第11話

 シャミナードが素晴らしい歓声と拍手のうちに終わった。アンコールに応えるてグルーンスリーブスが独奏され、誰もがその響きの美しさに涙した。


送られて東京駅に着いた神音を麗歌は見守っていた。

「夜道をくれぐれも気をつけてよ」

神音は頷いた。

「大丈夫。気をつけるから心配しないで」

八重洲口の軽井沢行のホームに向かう神音を雑踏に紛れて待っている人がいた。

詩織だった。


神音は立ち止まり、

「こんな人目に付くところにいてはいけないのではないですか」

驚いて、しかし少し嬉しそうに言った。

「構いません。神音さんにどうしても一つだけ伝えて置きたいことがあって。
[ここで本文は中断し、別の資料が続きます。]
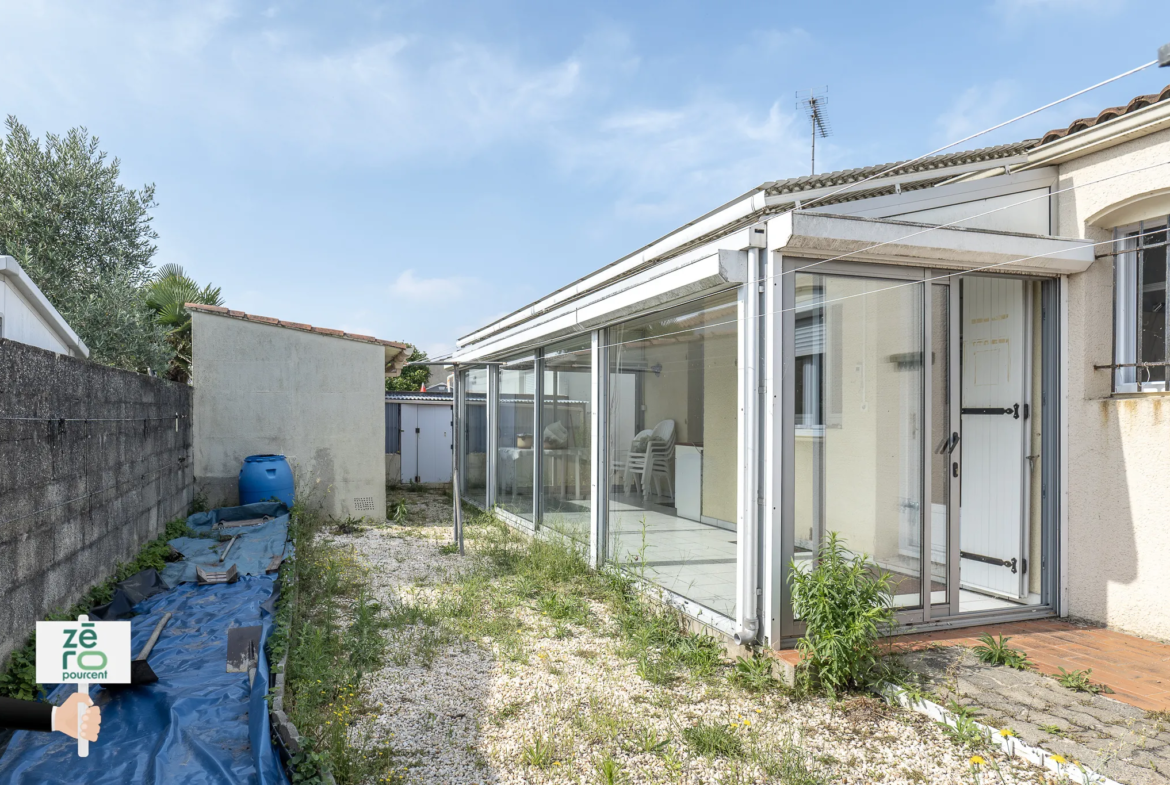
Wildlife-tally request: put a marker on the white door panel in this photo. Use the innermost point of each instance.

」

 詩織は続けた。

「私、あの日偶然神音さんの車の前に飛び出したんじゃないんです。

小さい時、父が庭師で神音さんのお屋敷のお庭の手入れしていて、その時お家に連れて行って貰ったんです。神音さんはお庭でフルートを吹いていて、その音色に誘われてのぞきこんだら、神音さん手を留めてほほ笑んでくれて。その日からずっと私の中では神音さんは楡屋敷のプリンスになりました。神音さんは覚えてないでしょうけど。

 軽井沢で会った日は、夫から逃れて家を出て死のうと思ったんです。でも幸せだったころの私のプリンスに一目でも会ってからと思って。気が付いたら軽井沢のお屋敷の近くに立っていたんです。」


静かに聞いていた神音は口をひらいた。

「僕もです。」

詩織は驚いて瞳を上げた。


「あの日、車の前に飛び出したあなたの瞳を見て、一目であの少女だとわかりました。庭の手入れをしていた緑の袖の服を着た少女。僕がアンコールの時にいつもグリーブスを吹く理由がわかりませんか」


詩織の瞳から涙が溢れでた。

「有難う・・その言葉だけで・・心が震えました。」

言うと陽炎のように雑踏の中に消えて行った。